2. How can The Hindu Editorial Analysis help in improving my current affairs knowledge for the UPSC exam?
Ans. The Hindu Editorial Analysis can significantly contribute to improving your current affairs knowledge for the UPSC exam. The analysis covers various topics related to national and international affairs, politics, economy, environment, and social issues. By reading and understanding these analyses, candidates can stay updated with the latest developments and gain a comprehensive understanding of the issues, which is essential for answering questions related to current affairs in the UPSC exam.
3. Does The Hindu Editorial Analysis provide insights into the government policies and schemes relevant for the UPSC exam?
Ans. Yes, The Hindu Editorial Analysis provides insights into government policies and schemes that are relevant for the UPSC exam. The analysis often discusses the implications and impact of government policies on various sectors. It also highlights the challenges and opportunities associated with different schemes and initiatives. By studying these analyses, candidates can gain a deeper understanding of government policies and schemes, which is crucial for answering questions related to governance in the UPSC exam.

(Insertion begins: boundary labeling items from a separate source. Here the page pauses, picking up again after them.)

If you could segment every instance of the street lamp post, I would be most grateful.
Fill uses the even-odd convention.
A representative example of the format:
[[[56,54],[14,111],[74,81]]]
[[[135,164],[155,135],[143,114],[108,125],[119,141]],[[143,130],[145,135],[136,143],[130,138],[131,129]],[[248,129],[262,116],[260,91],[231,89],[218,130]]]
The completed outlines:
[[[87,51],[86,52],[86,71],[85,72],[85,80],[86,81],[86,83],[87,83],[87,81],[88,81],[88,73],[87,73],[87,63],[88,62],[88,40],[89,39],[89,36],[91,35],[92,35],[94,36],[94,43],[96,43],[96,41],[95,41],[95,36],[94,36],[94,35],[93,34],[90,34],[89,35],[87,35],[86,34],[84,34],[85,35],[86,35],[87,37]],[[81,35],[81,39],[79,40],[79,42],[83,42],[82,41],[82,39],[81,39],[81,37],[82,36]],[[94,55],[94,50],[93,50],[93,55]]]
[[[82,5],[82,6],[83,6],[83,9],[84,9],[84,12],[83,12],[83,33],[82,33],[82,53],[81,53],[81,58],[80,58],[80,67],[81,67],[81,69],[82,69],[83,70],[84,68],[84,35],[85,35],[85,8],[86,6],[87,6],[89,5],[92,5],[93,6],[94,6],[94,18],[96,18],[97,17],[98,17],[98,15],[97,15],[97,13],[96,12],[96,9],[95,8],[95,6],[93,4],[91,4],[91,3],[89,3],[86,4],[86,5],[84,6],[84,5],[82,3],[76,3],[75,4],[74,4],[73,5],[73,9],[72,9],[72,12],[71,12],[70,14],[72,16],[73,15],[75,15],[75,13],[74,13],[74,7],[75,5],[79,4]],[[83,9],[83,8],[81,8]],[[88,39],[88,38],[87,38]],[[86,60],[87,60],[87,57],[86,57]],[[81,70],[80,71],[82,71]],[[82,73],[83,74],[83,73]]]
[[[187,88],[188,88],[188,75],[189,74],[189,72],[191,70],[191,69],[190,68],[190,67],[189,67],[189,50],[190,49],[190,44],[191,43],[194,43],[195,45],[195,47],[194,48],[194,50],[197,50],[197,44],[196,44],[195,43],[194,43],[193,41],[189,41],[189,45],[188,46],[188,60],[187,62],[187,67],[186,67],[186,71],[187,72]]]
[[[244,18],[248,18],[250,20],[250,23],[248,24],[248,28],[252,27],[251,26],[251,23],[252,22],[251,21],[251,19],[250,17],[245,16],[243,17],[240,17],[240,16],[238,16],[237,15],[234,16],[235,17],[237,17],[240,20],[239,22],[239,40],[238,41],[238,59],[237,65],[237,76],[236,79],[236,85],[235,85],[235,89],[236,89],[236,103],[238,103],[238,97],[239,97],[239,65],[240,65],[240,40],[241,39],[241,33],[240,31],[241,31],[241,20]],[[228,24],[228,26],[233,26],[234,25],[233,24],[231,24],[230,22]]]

4. Can The Hindu Editorial Analysis help in developing critical thinking skills required for the UPSC exam?
Ans. Yes, The Hindu Editorial Analysis can help in developing critical thinking skills required for the UPSC exam. The analysis presents different viewpoints, arguments, and opinions on various issues. By critically analyzing these perspectives, candidates can learn to evaluate the strengths and weaknesses of different arguments, identify logical fallacies, and form their own informed opinions. This skill of critical thinking is essential for answering questions in the UPSC exam, especially in the essay and interview stages.
5. How can The Hindu Editorial Analysis assist in improving vocabulary for the UPSC exam?
Ans. The Hindu Editorial Analysis can assist in improving vocabulary for the UPSC exam in several ways. The analysis often uses advanced vocabulary, idioms, and phrases, which can be noted down and added to one's personal vocabulary bank. By regularly reading and understanding the context in which these words are used, candidates can enhance their vocabulary skills. Additionally, the analysis provides explanations and synonyms for complex words, further aiding in vocabulary improvement. Strong vocabulary is essential for effectively expressing ideas in the UPSC exam essays and interviews.